Reputation: 912
I am trying to get the list of colours in an image to be listed in separate cells in an excel sheet along with the count and percentage
I have managed to transfer data to excel sheet but it was all combined in one cell. I have searched how to do it but now I am getting
TypeError: unhashable type: 'slice'
Here is what I have tried
import pandas as pd
from PIL import Image
from collections import Counter
import prettytable
img = Image.open("Original 2.JPG")
size = w, h = img.size
data = img.load()
colors = []
for x in range(w):
for y in range(h):
color = data[x, y]
hex_color = '#'+''.join([hex(c)[2:].rjust(2, '0') for c in color])
colors.append(hex_color)
#pt = prettytable.PrettyTable(['Color', 'Count', 'Percentage'])
total = w * h
for color, count in Counter(colors).items():
percent = int(count/total * 100)
if percent > 0:
# pt.add_row([color, count, percent])
# print(pt, total)
final = {'colors': [colors],
'count': [count],
'percent': [percent]
}
df = pd.DataFrame()
df['colors'] = final[0::3] <--------------Error returning from here
df['count'] = final[1::3]
df['percent'] = final[2::3]
df.to_excel(r'C:\Users\Ahmed\Desktop\Project\export_dataframe.xlsx',
index=False, header=True)
Upvotes: 1
Views: 74
Reputation: 4860
The code within your for loop really doesn't make sense.

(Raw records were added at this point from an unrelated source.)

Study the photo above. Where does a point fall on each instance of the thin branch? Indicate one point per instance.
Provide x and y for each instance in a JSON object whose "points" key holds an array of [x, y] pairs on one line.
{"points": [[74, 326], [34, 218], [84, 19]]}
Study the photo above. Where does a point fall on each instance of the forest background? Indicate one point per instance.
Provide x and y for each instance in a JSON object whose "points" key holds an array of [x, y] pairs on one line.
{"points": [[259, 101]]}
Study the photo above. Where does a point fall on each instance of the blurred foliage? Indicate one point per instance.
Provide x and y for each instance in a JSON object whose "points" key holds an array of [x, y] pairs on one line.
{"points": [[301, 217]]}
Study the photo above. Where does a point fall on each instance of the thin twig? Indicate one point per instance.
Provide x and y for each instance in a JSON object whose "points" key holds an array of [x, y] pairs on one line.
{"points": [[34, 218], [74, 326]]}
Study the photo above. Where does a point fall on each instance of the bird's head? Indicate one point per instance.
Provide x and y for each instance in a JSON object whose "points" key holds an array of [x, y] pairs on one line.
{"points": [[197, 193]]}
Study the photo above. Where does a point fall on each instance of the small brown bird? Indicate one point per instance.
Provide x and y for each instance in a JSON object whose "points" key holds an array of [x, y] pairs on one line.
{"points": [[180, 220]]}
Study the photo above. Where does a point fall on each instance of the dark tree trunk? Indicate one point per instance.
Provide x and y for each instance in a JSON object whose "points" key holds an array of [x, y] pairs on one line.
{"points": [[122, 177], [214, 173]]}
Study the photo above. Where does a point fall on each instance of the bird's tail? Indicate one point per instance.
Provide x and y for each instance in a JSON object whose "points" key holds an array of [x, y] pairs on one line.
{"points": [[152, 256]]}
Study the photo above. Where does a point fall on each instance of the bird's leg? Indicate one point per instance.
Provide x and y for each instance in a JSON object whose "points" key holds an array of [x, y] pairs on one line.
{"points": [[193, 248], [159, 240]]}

This if statement is always true, which makes it redundant:
Edit: Ignore this. The call to if percent > 0:
int
can return 0
, which would cause this if statement to be false.
Everything below that, including writing to an excel file, is executed for every colour. Presumably this is an indentation error.

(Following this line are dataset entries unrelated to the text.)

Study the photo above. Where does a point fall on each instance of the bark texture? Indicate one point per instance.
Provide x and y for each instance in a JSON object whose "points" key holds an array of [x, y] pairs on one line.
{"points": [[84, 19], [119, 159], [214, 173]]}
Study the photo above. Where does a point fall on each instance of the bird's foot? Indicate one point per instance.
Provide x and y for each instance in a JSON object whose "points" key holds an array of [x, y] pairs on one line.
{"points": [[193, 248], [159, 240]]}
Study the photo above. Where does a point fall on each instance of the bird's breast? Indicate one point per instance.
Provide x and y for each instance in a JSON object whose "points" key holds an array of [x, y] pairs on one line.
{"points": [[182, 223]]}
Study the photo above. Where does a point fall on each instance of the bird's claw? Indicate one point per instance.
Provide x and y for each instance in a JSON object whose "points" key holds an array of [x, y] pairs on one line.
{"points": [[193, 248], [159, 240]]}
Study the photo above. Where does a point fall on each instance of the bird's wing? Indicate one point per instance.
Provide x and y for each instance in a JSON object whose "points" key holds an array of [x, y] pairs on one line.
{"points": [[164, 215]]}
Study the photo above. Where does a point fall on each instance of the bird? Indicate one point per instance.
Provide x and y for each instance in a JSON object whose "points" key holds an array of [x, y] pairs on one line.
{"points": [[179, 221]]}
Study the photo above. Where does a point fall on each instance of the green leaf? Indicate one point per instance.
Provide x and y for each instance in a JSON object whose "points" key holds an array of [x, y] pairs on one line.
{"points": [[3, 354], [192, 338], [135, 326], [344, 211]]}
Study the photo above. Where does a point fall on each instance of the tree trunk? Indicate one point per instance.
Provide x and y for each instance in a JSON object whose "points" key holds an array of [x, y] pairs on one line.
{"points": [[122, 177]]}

df['colors'] = final[0::3] <--------------Error returning from here
final
is a dict
. You need to access it using one of its 3 keys. For example: final['colors']
, which would return the entire list of pixel colours, including duplicates.
What you want can be achieved with this code:
import pandas as pd
from PIL import Image
from collections import Counter
import prettytable
img = Image.open("Original 2.JPG")
size = w, h = img.size
data = img.load()
colors = []
for x in range(w):
for y in range(h):
color = data[x, y]
hex_color = '#'+''.join([hex(c)[2:].rjust(2, '0') for c in color])
colors.append(hex_color)
#pt = prettytable.PrettyTable(['Color', 'Count', 'Percentage'])
total = w * h
colors, counts = zip(*Counter(colors).items())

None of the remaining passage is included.